Des spectateurs debout. Applaudissements nourris et même quelques cris de joie au fond de l’église Saint-Martin mardi soir. L’ensemble choral Résonance de Cherbourg a terminé sa saison sur une très bonne note!
A l’heure de recevoir les bouquets de fleurs, Cécile Duverger, la cheffe de choeur, était soulagée du travail accompli par ses choristes. Jet Planken, la violoncelliste, concentrée plus que jamais dans la restitution du chant orthodoxe de John Tavener, pouvait enfin sourire franchement. Tout comme Nathalie Omond, la soliste, plébiscitée après le Confitebor de Monteverdi.
C’est surtout une équipe qui a été récompensée, composée de trente-sept choristes depuis l’arrivée cette année de nombreuses voix nouvelles dont des voix d’hommes puissantes. Une chance au regard du programme proposé par Cécile Duverger.

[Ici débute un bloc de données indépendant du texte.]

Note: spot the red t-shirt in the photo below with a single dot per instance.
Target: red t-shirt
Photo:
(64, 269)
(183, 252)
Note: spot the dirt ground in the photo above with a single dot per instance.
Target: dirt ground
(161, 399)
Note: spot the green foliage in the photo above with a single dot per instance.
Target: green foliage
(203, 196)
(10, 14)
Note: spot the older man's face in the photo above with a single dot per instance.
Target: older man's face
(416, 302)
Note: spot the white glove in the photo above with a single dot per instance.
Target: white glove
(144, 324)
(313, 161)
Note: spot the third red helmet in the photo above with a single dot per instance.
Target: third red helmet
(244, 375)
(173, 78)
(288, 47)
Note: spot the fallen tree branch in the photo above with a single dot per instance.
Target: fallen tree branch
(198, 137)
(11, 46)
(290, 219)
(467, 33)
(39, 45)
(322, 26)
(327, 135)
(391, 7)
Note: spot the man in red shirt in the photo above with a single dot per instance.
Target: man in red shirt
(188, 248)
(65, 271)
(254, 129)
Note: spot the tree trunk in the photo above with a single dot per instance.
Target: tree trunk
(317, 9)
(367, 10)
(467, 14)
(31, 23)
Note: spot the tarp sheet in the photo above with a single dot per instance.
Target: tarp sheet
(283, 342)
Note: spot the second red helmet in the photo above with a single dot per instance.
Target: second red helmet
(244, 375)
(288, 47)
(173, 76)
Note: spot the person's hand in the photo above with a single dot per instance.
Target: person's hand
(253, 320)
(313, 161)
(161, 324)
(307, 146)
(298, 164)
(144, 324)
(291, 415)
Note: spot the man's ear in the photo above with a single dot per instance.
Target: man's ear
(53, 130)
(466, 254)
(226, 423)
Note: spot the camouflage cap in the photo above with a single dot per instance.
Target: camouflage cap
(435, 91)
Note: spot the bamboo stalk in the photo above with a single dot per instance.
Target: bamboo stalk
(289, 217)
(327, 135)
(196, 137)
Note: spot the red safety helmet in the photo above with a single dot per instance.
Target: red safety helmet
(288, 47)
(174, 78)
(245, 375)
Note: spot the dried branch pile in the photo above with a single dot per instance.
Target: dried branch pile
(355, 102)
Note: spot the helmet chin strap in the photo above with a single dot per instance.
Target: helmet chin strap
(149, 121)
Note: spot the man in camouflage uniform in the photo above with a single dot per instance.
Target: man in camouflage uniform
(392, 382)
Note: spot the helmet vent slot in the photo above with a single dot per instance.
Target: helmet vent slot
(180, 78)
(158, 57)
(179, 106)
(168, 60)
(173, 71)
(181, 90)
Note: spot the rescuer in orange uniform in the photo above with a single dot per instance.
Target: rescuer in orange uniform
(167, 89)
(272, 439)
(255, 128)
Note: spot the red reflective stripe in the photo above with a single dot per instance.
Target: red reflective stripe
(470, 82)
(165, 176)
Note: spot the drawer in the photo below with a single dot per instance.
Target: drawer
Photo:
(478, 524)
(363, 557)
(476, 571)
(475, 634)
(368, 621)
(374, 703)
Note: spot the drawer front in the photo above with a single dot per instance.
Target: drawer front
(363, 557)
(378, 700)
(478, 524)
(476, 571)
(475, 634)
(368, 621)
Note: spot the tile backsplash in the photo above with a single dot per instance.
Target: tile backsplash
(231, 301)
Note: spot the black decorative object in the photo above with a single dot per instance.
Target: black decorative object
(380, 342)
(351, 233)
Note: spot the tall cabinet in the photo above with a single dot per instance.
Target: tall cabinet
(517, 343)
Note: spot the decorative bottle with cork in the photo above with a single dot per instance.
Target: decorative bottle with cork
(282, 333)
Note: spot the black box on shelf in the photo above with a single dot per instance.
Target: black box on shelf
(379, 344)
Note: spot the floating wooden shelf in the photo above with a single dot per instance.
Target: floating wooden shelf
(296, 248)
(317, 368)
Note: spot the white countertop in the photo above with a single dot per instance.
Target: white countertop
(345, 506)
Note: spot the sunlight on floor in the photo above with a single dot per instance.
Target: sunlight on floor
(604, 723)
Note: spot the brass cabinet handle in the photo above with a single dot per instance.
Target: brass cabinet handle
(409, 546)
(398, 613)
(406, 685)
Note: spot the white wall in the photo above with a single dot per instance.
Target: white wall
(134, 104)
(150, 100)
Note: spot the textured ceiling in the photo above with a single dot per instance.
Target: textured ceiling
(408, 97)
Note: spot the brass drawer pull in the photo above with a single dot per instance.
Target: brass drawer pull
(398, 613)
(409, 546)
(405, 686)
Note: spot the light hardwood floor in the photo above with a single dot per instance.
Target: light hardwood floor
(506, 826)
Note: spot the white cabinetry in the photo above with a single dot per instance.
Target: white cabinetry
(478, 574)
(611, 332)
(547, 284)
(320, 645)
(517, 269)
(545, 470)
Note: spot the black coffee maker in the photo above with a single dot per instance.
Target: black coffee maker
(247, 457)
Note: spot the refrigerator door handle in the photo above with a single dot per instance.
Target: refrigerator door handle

Les Sept Paroles du Christ de Gounod, récitées par Benjamin et chantées avec force par le choeur, ont fait passer le frisson dans l’assistance. Les motets à la Vierge de Monteverdi, si complexes, ont permis à la chorale de donner toute l’étendue de ses capacités, avec des litanies poignantes en point d’orgue. Quant au Svyati de Tavener, interprété dans un silence de cathédrale sur des partitions toutes faites d’arabesques et de profondes basses, il en a laissé plus d’un bouche bée.
Après le succès du premier concert au Vast trois jours avant, Résonance a confirmé, quarante ans après sa création, qu’elle est arrivée à pleine maturité.